Furniss, head of CalArts’ Experimental Animation Program where she teaches animation history, was honored with Variety’s creative impact in animation education award for her contributions to the academic study of animation. She is also the founding editor of Animation Journal (1992–present) and author of the books Art in Motion: Animation Aesthetics (1998) and The Animation Bible (2008).

“It’s important for students to understand the history of their art forms so they can see how they fit into that longstanding tradition of animation,” said Furniss to Variety. “However, I think it’s also important to be critical about this history and really evaluate the past and see how to change the future and push representations into different terrain, through the characters and stories being told, as well as the individuals who are guiding those developments.”

Boyden was among Variety’s 10 animators to watch. While still a student in the CalArts animation program, his film An Object at Rest won the silver medal at the 2015 Student Academy Awards.  The film was inspired by a childhood memory of finding a fossil while on a walk with his father. Boyden is currently working as a storyboard artist at Blue Sky Studios and is still animating short films in his spare time.

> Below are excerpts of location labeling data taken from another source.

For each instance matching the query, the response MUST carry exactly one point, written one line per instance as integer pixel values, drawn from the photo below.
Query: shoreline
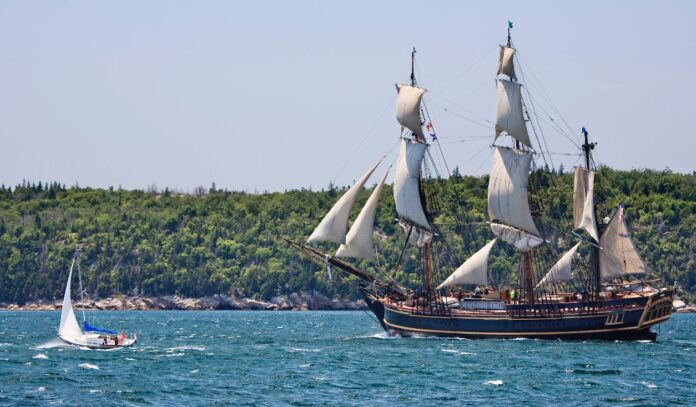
(292, 302)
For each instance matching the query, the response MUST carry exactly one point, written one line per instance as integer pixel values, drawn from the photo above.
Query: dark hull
(635, 317)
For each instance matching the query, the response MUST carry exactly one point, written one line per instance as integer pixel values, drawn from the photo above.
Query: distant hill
(160, 243)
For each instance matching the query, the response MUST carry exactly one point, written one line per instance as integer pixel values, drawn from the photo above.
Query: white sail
(583, 203)
(407, 183)
(505, 63)
(334, 225)
(507, 191)
(509, 116)
(618, 255)
(408, 108)
(473, 271)
(68, 328)
(359, 239)
(560, 272)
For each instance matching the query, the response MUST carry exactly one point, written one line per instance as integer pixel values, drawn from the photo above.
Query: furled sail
(407, 183)
(505, 64)
(560, 272)
(473, 271)
(408, 108)
(359, 239)
(508, 204)
(618, 255)
(334, 225)
(68, 328)
(509, 116)
(583, 203)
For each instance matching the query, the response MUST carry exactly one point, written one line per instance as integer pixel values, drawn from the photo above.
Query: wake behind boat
(88, 336)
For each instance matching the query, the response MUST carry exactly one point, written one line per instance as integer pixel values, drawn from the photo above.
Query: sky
(277, 95)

Above: Seth Boyden’s ‘Memory Spirit,’ created for CalArts 48 Hour Films 2015.

Molina, another one of the 10 animators to watch, has worked as a storyboard artist for some of Pixar’s hit films such as Monsters University and Ratatouille and told Variety that he found his love for story and storyboarding while at CalArts.

Molina was recently named co-director for the upcoming Pixar film Coco, a film inspired by Mexico’s Dia de los Muertos festival. After reading the description of the film, he was so excited that he pitched his ideas to director Lee Unkrich, who was so impressed by Molina’s pitches that Unkrich made him co-director of the film.

Above: ‘Second Wind’ is Adrian Molina’s second-year film at CalArts.